Floorcloths or "Oylcloths" are first mentioned in Britain in the beginning of
the eighteenth century. They were painted by humble housepainters and often
offered in the classical designs used for marble floors by the fashionable
architects of the day.
Originally hand painted and stenciled, by the middle of the 18th century
floorcloths began to be printed with hand held wooden blocks. The trade had
become a proper industry with factories springing up in ports such as Dundee and
Bristol as well as London, where the looms used for the weaving of sail cloth
were also used to weave the great widths necessary to cover a large floor
without any seams.
In colonial times, for those who were not able, or did not choose, to import
their carpets, there were several alternate solutions, the most attractive of
which were floorcloths. Floorcloth's were made of canvas cloth, sail cloth or
some other sturdy cloth covered with several coats of paint for durability.
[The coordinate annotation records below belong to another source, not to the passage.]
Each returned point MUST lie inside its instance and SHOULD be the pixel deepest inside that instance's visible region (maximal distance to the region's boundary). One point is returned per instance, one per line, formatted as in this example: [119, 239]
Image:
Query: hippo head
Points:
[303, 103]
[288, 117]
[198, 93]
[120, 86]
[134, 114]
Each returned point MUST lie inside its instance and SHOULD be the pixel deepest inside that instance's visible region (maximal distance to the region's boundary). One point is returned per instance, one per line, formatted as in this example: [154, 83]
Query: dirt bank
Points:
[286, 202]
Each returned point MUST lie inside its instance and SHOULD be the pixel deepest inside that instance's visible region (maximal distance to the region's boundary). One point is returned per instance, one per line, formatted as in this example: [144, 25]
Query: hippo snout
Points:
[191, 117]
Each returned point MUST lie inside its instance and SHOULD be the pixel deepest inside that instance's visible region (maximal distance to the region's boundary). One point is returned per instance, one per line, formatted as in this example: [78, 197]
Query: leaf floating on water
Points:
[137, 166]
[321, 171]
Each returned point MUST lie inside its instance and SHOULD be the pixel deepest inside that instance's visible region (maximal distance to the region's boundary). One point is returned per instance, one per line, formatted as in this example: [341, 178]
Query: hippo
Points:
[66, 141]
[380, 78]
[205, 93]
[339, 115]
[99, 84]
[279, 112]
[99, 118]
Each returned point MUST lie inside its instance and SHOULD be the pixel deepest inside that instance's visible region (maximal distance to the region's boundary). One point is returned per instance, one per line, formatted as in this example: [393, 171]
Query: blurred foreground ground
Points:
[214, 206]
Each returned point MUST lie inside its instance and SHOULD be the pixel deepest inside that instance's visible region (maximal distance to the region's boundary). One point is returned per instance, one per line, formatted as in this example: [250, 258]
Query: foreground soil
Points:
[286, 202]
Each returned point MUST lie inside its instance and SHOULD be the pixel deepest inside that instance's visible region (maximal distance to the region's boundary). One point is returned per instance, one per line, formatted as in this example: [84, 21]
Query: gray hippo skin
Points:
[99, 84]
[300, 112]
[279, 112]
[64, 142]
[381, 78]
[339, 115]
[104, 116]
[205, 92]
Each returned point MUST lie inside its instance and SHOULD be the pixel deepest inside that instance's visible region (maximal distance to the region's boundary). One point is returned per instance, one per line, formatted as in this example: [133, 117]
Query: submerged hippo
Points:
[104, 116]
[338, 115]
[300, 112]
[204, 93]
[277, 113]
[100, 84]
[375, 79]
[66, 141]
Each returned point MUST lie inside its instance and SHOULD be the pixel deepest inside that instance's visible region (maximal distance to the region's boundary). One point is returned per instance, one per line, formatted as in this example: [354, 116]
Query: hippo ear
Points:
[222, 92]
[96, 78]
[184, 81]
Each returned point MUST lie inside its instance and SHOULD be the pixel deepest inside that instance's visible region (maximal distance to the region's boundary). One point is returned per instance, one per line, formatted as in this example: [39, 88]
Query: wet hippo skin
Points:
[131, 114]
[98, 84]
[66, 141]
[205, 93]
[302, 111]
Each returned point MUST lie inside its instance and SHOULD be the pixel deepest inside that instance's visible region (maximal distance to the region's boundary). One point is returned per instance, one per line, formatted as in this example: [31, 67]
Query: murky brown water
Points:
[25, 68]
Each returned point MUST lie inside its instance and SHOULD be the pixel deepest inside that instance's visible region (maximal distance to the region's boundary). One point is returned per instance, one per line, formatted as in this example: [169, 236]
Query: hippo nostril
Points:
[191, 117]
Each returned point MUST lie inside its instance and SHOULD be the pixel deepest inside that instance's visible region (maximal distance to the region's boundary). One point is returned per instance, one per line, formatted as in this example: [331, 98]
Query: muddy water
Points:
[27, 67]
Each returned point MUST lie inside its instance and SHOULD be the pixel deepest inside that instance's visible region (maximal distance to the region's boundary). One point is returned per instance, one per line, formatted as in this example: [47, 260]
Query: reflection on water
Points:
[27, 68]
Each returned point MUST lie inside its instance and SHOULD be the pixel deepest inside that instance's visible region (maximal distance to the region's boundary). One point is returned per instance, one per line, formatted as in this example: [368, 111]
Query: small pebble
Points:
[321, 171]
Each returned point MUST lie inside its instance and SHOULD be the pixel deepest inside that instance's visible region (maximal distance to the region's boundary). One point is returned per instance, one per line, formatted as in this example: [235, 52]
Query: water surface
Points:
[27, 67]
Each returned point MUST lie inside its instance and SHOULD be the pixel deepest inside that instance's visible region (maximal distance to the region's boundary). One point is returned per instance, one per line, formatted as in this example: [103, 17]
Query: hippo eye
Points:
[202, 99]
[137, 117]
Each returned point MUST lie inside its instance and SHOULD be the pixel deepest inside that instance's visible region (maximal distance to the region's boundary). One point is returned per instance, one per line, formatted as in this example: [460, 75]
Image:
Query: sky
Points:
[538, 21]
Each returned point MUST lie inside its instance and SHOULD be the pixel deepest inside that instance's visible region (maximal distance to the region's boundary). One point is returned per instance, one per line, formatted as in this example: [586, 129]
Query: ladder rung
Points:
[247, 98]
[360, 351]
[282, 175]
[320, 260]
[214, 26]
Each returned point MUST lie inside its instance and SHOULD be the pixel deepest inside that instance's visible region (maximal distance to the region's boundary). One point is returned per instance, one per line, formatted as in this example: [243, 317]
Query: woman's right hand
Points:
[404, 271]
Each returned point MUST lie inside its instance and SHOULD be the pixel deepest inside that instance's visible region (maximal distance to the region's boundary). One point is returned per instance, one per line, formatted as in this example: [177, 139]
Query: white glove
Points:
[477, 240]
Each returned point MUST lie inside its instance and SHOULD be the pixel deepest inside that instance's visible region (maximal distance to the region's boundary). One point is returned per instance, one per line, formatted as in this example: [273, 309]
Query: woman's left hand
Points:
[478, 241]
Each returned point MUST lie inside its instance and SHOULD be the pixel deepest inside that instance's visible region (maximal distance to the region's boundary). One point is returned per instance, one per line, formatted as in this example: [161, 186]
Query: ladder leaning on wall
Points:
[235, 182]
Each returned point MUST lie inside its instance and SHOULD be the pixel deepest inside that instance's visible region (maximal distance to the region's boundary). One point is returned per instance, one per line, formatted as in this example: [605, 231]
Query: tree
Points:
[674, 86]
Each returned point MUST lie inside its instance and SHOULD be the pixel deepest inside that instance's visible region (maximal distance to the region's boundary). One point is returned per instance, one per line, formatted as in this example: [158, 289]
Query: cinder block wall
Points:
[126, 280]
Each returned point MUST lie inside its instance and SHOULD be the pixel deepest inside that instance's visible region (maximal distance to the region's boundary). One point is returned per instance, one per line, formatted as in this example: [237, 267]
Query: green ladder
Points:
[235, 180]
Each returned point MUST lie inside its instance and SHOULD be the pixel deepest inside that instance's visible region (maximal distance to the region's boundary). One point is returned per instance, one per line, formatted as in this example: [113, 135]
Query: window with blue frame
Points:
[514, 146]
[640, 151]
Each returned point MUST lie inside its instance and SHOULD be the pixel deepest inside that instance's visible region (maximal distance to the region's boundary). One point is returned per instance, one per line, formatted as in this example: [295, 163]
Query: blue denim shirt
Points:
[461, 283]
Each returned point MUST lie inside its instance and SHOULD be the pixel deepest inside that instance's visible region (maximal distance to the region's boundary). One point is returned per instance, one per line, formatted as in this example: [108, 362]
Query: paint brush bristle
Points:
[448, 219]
The apogee of floorcloth manufacture was perhaps around the turn of the 18th
and 19th centuries, when many great houses ordered floorcloths for their
entrance halls. At this time companies such as SMITH and BABER of Knightsbridge
did a considerable trade not only in Britain but also abroad, particularly to
America. Although there soon sprung up an American Floorcloth industry to rival
the British, floorcloths continued to be imported to America such as the rare
example still preserved in situ in Natchez, Mississippi, imported in 1849.
The trade continued to flourish throughout the 18th century but the patenting of
linoleum by Frederick Walton in 1860 proved to be a blow from which the industry
was never to recover.
This once flourishing industry has been all but forgotten, mainly because so few
examples have survived. In Britain there are only fragments preserved at Calke
Abbey. American floorcloths survive not only in Natchez but in Colonial
Williamsburg. Perhaps the oldest cloth surviving in situ is the charming
floorcloth in the Swedish Royal Palace of Tullgarn, dating from 1800. This cloth
is not factory manufactured but painted as a one-off. Its existance suggests
that perhaps other cloths were also painted for European palaces at this period.